What ultimately gives Trip the Night Fantastic its potency is its understanding that imagination is itself a political act.

We are often told what is broken. We are less frequently invited to imagine what repair might sound like.

Carrington offers one answer.

Not through slogans. Not through certainty. Not through easy resolutions.

Through listening.

By the album’s conclusion, one is left with the sense that Carrington’s most radical gesture is not her critique of contemporary society, but her belief that people remain capable of transformation. She trusts collaboration in an age of individualism. She trusts nuance in an age of polarization. She trusts care in an age that frequently mistakes cruelty for honesty.

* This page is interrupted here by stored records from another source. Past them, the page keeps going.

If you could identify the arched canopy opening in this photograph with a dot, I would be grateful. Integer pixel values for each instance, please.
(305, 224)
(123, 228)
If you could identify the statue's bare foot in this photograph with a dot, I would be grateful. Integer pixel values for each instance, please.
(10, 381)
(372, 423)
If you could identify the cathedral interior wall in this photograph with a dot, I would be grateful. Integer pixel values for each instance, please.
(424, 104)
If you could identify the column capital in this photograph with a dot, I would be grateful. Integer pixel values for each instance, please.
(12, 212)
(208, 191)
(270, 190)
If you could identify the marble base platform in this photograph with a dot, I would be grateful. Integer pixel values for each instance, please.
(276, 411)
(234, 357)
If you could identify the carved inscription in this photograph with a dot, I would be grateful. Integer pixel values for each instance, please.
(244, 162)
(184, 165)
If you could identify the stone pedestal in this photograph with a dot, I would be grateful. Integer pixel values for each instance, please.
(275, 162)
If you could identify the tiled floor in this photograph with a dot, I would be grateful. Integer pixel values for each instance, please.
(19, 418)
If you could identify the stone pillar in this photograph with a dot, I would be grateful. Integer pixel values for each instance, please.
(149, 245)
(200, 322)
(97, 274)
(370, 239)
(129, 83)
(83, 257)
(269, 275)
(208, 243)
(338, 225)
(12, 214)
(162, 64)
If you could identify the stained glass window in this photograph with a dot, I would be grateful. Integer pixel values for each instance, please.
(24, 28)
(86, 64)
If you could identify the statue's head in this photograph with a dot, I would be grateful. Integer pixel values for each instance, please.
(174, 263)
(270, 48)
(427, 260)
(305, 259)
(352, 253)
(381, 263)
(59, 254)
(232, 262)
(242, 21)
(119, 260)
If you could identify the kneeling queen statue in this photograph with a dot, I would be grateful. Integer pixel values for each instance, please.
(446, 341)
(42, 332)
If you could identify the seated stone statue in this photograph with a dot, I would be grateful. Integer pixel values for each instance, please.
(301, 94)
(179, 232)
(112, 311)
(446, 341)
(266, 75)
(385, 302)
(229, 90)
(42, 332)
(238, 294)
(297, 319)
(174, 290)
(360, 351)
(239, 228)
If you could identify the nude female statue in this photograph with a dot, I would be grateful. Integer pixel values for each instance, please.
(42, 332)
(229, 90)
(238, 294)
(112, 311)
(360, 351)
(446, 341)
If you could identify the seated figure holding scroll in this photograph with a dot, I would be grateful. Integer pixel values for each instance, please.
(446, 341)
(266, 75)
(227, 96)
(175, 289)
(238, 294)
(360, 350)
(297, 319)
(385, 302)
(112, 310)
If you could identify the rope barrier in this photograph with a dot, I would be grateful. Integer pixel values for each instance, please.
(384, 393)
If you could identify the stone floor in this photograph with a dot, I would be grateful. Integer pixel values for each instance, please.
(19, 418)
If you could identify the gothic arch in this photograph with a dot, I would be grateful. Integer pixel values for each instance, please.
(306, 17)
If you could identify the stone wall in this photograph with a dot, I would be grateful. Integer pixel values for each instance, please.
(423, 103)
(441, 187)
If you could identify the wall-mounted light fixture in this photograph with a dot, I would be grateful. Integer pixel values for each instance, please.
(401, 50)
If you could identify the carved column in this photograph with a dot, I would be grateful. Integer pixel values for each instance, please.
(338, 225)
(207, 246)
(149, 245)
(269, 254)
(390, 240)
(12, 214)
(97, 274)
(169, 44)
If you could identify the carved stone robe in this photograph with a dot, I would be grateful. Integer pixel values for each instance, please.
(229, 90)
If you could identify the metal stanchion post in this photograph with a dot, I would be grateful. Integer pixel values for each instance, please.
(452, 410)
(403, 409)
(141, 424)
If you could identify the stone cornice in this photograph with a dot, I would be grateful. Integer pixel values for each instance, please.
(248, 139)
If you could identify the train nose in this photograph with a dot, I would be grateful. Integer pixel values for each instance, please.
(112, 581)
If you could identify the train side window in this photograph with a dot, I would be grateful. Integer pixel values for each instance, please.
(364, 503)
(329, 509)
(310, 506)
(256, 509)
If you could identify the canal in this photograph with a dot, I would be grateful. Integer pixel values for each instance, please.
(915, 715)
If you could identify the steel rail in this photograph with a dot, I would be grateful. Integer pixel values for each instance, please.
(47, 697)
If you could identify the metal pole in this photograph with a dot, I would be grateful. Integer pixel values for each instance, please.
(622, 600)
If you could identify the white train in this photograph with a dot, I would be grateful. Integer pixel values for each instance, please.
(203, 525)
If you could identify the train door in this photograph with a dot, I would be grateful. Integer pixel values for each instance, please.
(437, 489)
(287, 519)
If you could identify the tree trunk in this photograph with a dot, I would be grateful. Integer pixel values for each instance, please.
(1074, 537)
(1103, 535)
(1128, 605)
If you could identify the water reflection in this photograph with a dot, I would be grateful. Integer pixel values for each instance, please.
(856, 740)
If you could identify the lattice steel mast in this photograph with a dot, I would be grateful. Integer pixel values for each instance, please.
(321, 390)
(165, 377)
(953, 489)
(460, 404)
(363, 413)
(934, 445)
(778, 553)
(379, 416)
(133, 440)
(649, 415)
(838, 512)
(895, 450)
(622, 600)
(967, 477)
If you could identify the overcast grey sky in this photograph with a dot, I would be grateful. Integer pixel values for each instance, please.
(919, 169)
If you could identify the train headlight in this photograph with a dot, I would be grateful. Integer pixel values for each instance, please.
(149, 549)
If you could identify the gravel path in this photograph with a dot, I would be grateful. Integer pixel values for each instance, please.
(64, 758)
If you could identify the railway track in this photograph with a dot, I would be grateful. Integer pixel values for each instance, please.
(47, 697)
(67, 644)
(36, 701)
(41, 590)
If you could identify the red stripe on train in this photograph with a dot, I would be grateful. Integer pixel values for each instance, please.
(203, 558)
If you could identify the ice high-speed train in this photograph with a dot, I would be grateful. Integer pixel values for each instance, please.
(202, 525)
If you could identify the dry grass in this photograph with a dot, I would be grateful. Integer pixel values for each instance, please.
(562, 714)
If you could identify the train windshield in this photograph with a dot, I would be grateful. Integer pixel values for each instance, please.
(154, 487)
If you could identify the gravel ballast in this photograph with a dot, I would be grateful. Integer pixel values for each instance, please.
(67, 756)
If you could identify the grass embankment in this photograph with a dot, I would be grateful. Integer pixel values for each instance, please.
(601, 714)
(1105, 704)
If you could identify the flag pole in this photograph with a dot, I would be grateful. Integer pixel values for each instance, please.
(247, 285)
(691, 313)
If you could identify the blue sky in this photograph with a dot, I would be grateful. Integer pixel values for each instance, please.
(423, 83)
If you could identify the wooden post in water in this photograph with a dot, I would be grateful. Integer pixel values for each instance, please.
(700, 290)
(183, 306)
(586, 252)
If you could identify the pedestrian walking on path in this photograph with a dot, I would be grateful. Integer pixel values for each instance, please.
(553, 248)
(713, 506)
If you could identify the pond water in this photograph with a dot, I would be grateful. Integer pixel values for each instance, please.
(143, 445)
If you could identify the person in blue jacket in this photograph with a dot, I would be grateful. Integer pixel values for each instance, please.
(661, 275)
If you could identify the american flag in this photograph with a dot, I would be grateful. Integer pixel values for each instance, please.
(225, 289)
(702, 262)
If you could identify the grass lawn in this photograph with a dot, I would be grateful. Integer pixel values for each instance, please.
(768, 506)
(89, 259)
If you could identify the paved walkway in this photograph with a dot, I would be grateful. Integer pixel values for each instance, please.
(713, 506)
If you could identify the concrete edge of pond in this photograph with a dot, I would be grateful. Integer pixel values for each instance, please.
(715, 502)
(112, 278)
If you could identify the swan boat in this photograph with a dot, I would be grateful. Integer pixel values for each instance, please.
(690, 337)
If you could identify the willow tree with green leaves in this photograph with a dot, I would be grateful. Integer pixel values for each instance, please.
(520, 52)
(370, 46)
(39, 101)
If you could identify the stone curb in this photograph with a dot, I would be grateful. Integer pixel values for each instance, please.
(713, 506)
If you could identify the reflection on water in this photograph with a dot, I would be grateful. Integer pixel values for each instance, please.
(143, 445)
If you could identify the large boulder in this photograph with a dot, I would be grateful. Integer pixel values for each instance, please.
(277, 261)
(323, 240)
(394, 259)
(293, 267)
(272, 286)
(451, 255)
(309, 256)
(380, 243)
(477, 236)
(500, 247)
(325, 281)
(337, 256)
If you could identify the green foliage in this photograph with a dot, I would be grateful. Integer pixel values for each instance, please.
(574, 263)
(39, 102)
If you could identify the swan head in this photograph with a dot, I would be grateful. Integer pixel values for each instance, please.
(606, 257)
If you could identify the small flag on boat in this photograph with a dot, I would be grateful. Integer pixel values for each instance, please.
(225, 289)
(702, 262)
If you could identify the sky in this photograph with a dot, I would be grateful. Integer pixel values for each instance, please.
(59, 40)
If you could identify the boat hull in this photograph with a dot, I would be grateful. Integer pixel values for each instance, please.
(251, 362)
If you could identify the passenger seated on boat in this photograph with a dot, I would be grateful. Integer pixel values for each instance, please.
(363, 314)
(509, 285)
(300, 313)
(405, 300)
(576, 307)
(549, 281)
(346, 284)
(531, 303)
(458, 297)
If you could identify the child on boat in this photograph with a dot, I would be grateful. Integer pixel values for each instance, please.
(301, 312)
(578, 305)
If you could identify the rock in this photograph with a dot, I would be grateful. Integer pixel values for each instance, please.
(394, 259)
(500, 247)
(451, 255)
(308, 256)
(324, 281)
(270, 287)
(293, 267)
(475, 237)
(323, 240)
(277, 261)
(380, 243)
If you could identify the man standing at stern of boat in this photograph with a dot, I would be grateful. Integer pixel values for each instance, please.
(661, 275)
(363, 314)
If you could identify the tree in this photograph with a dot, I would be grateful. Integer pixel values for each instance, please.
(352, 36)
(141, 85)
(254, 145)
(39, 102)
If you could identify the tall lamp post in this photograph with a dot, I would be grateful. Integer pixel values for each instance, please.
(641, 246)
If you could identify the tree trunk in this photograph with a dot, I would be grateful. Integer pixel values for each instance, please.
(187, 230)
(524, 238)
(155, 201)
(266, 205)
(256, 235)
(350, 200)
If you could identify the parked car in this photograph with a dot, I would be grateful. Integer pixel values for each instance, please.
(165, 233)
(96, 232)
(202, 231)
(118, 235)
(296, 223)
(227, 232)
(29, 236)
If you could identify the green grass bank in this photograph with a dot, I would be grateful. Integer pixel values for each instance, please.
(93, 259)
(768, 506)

That trust animates every corner of Trip the Night Fantastic.

The album does not pretend that the darkness has passed. It simply refuses to allow darkness the final word.

And in doing so, Terri Lyne Carrington has created something increasingly rare: a work of art that confronts reality without becoming captive to it, a record that understands hope not as sentiment, but as practice. The music asks us to listen more deeply—not only to the musicians gathered within it, but to the people moving through the world alongside us.

In 2026, that may be among the most radical invitations an artist can offer.